SOPHISTICATED REVUE | In the late 1920s, Broadway’s kaleidoscopic annual revues (e.g. Ziegfeld Follies, George White’s Scandals, etc.) gave way to a strikingly modern brand of episodic entertainment bursting with freshness, ingenuity, intelligence, and zest. Regarded by Herald Tribune critic Richard Watts, Jr. as “one of the most important forms of dramatic expression in the country,” the new sophisticated revue was instrumental in sharpening the content, stagecraft, and storytelling of the maturing musical stage, becoming an unparalleled playground for countless creative minds prior to its abrupt decline in the 1950s. The form’s most prominent practitioner was perhaps Howard Dietz, an expert lyricist and sketch writer who blazed a trail with such superbly routined, singularly stylized revues as The Little Show (1929), Three’s a Crowd (1930), and The Band Wagon (1931). His collaborators included George S. Kaufman, Arthur Schwartz, and Hassard Short.
In 1936, On Your Toes famously incorporated into its storytelling two groundbreaking ballets choreographed by George Balanchine, including a second act showstopper entitled “Slaughter on Tenth Avenue.” In 1940, Pal Joey incorporated into its own storytelling a similarly groundbreaking dream ballet choreographed by Robert Alton, closing the first act with a fantastical glimpse of the title character as the king of Chicago nightlife.
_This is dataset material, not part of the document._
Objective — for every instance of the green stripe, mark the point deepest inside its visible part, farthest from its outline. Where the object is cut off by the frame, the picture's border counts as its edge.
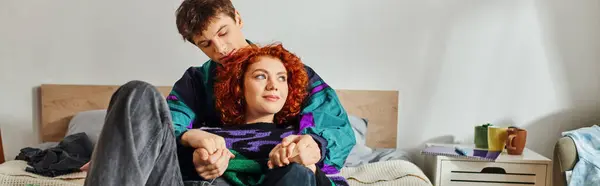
(181, 114)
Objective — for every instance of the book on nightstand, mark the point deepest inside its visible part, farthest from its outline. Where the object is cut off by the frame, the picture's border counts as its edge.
(461, 152)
These two modern musical comedies were both manufactured by legendary theatre artists George Abbott, Lorenz Hart, and Richard Rodgers, with John O’Hara providing the libretto for the latter. Their integrated dance displays, in particular, were part of an important trend that intensified throughout the 1930s, bringing contemporary “concert dance” to the legitimate stage. One of the most significant drivers of this creative movement was revue, with the increasingly sophisticated style of entertainment having showcased the work of such trailblazing choreographers as Albertina Rasch, Harry Losee, Doris Humphrey, Charles Weidman, and Agnes de Mille.
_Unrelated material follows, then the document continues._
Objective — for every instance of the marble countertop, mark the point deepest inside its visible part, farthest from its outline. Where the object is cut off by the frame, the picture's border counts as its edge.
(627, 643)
VENOM, HUMANITY, POWER, AND WIT | In the exceptionally tense space of time between the Jazz Age and the Second World War, the American drama dazzled. On Broadway, in particular, a sizable collection of new and established playwrights served up an endless succession of theatrical treasures, several of which were presented under the auspices of either the Group Theatre, the Playwrights’ Company, or the Theatre Guild. Outfitted with rich dialogue, robust characters, and revelatory infusions of venom, humanity, power, and wit, the most prominent new plays of the period included Clifford Odets’ Golden Boy (1937), Robert E. Sherwood’s Idiot’s Delight (1936), Lillian Hellman’s The Little Foxes (1939), Philip Barry’s The Philadelphia Story (1939), Paul Osborn’s On Borrowed Time (1938), Thornton Wilder’s Our Town (1938), William Saroyan’s The Time of Your Life (1939), and Clare Boothe Luce’s The Women (1936), a blissfully brutal satire that featured an all-female cast. But, it was Howard Lindsay and Russel Crouse’s Life with Father (1939) and Jack Kirkland’s Tobacco Road (1933) that each played more than 3,000 performances to become two of the longest running productions in Broadway history.
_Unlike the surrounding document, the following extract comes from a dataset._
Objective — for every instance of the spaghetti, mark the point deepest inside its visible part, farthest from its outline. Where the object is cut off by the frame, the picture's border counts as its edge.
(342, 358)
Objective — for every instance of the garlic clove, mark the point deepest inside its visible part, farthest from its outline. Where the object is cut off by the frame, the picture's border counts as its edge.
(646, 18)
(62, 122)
MOSS HART AND GEORGE S. KAUFMAN | A legendary pair of fiercely theatrical sophisticates, both of whom proved similarly successful on the musical stage, Moss Hart and George S. Kaufman dominated the impressive pre-war era with a string of sparkling entertainments like Once in a Lifetime (1930), You Can’t Take It with You (1936), and The Man Who Came to Dinner (1939). Kaufman separately coauthored such classics as The Royal Family (1927) and Dinner at Eight (1932), while helming the original Broadway productions of The Front Page (1928), Of Mice and Men (1937), and My Sister Eileen (1940).